I should also acknowledge that One Nation have flagged an intention to move an amendment in relation to Lottoland. I thank One Nation for making contact during the second reading debate to indicate that they would be doing this. Let me just say at this point that, in relation to that foreshadowed amendment, the bill before us is intended to tackle illegal offshore wagering. Lottoland is, at present, neither illegal nor offshore. It is a licensed service in the Northern Territory. So it would be fair to say that that foreshadowed amendment is beyond the intended scope of this bill, but, as always, when colleagues put a proposition before us, we will always take on board what is put before us.
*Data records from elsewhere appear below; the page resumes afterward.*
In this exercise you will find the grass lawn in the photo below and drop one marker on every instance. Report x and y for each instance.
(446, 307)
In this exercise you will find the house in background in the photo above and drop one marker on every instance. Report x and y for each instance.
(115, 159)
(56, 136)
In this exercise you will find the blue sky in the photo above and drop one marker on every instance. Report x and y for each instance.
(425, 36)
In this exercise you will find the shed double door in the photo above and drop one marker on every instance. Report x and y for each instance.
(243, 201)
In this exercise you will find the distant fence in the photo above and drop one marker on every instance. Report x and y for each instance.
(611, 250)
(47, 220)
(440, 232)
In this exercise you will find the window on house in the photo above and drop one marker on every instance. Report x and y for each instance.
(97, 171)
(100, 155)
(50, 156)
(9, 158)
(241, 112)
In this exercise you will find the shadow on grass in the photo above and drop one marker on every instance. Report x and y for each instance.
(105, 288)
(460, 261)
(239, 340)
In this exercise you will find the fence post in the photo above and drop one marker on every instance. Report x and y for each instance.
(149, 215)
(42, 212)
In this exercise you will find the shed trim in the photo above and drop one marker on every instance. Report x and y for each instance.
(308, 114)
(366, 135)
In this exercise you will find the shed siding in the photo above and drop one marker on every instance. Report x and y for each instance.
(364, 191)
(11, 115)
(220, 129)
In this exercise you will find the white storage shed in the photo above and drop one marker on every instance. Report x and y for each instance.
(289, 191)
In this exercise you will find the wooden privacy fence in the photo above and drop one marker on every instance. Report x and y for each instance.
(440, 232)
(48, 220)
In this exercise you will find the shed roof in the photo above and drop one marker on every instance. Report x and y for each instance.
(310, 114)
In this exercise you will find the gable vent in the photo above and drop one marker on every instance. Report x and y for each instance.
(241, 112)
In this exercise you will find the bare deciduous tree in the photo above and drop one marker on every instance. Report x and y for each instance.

But I think on this occasion, in the time available to us and given the scope of this bill, it is not possible for us to examine it and to support it in the context of this legislation.

In conclusion, since the introduction of the bill in November last year, a number of major offshore gambling operators have ceased providing or indicated that they will withdraw their prohibited services as Australia will no longer be a grey market when it comes to gambling laws. This bill does send a clear message to overseas operators and regulators that Australia is serious about compliance with its online gambling laws. International experience has shown that illegal offshore betting cannot be eradicated in its entirety. However, a combination of clearer laws, an active regulator, stronger enforcement measures and awareness activities can significantly reduce illegal gambling activity.

The bill has been developed in consultation with many stakeholders across the wagering, racing and sporting industries, academia, responsible gambling organisations, consumers and governments. I look forward to continuing to work with stakeholders to progress the National Consumer Protection Framework.

I should indicate that I will be working closely with my ministerial colleague Mr Tudge, who has put a tremendous effort into this area, and it is appropriate that I acknowledge that. There is more work to be done. As indicated, it is a three-stage process. I commend the bill to my colleagues.